# 20 Gallon High - "Valhalla"



## obscbyclouds (Apr 6, 2009)

Hello All,

I recently set up a new tank, and I thought I would share. It is a 20 gallon high planted tank, basically setup to showcase a pair of German Blue Rams. The Substrate is peat topped with eco-complete. Lighting is a 2x24W T5HO (6700, 10,000K) setup. I use DIY Co2 in this tank. I dose KNO3 (2x/wk) and a micro/trace Mix (1-2x/wk). Temp is kept at 81 and PH usually ~ 6.4. The Vals grow like mad and need to be trimmed 2 times a week. I'm waiting for my Rams to start breeding, the female finally got her pink belly a few weeks ago. 

*Fauna*
2 German Blue Rams (pair)
5 Corydoras (peleteus)
4 Oto Cats
5 (maybe more?) Amano Shrimp.

*Flora*
Vallisneria (obviously)
Red Wendtii Crypts
Narrow leaf swords
Brazilian Pennywort
Anubias Nana

Here are some pictures. Let me know what you think!



 
My male GBR


----------



## squirrelcrusher (Sep 23, 2009)

Wow looks good. I want to turn my 30 gallon into a GBR tank. They are beautiful fish.


----------



## bikerider (Mar 12, 2009)

that is a beautiful tank, I have always wanted german rams.


----------



## MediaHound (Jul 19, 2006)

Looking really good, following along. Bravo!


----------



## obscbyclouds (Apr 6, 2009)

Thank you all for the kind comments, here's a picture of my female ram. You can clearly see the pink belly area. I think she may even be pregnant already. They are awesome fish, very personable and basically leave other occupants in the tank alone. We'll see if that changes if/when they begin to hatch fry.


----------



## obscbyclouds (Apr 6, 2009)

*DIY CO2 Diffuser*

Back Again;

In my boredom today i created a DIY CO2 diffuser. It's almost more of an in tank reactor, if that's possible? Okay so here's how it works. I took an old sponge filter system I had but never liked and used the sponge end which comes on a frame. I attached this to the intake riser on a Hagen AC powerhead (the smallest one they make). It fits snugly without having to use silicone or any other mechanism to keep it together. Next I punched a hole in the end of the sponge filter and ran my CO2 line directly into the hole in the sponge all the way until the end of the line sat directly under the intake of the power head. Like so: (I'll take better pictures soon but I don't really want to take the whole thing out of the tank again) 

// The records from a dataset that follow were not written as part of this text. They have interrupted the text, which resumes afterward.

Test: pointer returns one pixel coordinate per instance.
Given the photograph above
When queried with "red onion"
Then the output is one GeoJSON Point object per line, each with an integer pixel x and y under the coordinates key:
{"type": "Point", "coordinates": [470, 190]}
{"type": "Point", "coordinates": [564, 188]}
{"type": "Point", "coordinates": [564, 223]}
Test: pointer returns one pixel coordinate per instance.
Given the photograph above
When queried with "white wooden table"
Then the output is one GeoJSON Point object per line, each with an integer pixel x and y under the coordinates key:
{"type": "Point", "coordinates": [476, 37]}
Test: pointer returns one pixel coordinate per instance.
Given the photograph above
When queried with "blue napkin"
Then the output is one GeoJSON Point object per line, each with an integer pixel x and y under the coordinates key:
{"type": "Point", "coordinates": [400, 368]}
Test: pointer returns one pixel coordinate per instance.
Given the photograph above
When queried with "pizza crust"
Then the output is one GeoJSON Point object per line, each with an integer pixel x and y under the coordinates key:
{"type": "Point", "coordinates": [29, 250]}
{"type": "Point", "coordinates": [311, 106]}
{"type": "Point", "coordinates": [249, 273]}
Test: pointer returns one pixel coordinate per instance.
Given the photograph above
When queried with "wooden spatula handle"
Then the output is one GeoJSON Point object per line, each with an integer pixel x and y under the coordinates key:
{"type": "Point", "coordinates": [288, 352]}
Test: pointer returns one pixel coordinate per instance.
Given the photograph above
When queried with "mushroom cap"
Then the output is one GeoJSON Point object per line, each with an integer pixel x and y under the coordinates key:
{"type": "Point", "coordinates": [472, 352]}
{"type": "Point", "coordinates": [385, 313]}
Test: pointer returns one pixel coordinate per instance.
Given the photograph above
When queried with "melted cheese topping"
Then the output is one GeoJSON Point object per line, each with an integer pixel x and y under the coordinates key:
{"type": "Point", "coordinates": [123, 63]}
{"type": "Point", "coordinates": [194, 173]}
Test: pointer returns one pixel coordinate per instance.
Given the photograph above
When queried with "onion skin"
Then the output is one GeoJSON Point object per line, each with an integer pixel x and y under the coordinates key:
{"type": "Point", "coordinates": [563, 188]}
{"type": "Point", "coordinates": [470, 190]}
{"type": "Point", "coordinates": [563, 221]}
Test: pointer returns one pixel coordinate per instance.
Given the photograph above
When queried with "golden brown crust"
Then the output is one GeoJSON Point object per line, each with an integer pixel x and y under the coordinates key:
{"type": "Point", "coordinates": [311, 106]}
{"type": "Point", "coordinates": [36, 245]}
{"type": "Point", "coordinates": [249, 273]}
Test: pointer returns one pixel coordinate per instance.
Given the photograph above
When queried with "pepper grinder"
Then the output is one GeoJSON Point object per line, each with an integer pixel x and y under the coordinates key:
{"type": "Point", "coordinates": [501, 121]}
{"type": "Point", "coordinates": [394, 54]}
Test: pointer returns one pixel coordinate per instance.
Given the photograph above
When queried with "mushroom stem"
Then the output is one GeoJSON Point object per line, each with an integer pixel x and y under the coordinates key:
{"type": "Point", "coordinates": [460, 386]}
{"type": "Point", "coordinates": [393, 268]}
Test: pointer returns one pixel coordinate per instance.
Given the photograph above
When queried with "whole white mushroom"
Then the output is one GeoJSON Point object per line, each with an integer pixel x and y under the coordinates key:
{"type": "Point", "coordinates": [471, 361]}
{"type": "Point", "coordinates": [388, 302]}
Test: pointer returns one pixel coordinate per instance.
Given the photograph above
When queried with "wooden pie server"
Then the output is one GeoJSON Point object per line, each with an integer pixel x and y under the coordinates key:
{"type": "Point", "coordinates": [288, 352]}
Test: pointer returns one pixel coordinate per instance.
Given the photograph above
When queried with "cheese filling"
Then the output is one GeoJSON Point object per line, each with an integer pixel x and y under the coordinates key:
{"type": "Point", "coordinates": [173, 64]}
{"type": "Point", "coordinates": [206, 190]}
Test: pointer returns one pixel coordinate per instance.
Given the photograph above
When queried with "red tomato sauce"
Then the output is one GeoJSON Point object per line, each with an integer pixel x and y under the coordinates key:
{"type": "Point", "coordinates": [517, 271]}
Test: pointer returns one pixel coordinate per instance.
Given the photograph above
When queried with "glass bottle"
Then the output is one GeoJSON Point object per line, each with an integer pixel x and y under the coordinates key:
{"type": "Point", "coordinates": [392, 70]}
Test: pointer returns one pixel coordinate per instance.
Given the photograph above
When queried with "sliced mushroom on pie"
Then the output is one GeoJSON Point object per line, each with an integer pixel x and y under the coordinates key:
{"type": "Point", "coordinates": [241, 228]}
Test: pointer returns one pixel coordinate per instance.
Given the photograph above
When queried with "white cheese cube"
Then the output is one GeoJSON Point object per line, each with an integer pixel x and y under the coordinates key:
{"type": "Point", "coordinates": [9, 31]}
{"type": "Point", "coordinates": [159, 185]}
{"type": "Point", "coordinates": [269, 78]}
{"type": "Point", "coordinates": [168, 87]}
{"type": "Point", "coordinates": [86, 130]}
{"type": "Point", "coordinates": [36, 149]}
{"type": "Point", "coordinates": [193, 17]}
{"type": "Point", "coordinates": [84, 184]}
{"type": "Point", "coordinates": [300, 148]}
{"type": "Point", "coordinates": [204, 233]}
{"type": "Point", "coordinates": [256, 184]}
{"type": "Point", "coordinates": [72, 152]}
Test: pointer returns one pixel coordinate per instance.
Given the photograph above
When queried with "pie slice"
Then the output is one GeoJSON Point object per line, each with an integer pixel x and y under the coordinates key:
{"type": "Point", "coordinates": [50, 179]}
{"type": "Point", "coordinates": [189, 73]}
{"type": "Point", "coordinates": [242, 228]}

After some trial and error, I realized that I needed some way to control the flow of CO2, as it would constantly try to suck from the bottle. So I inserted a cheap airline control and one way valve to control the pressure within the system. I've found that I can control the amount of CO2 by creating some restriction. This has also seemed to improve the consistency of CO2 delivery. Previously I just ran my CO2 line directly into the intake of a canister filter. This method seems far more efficient. I have been monitoring the pressure in the bottle and it does not seem to be dangerously high or anything. I also kind of figure that as the amount of co2 being produced decreases, I will just be getting air into the system, and won't be in danger of blowing a soda bottle up or anything. I also don't think the power head creates enough suction to take the liquid into the tank, but thats something i'll have to check more on as the bottle runs out of steam. 


Obviously, I don't know how this system will fare, because I just made it, but I thought it was worth sharing in my journal. Let me know what you guys think! Is anyone using a similar method?


----------



## WhiteGloveAquatics (Sep 3, 2009)

Nice reactor-thingy, I just use marineland powerheads for my diffuser. their head fits an air line very tightly.

If you could add a 20oz bottle inline before the check valves this will eliminate the compressing vacuum.

I run 4 2 liters of brew and one 2 liter for a accumulator then out of that a check valve, then a bubble counter and another check valve.


----------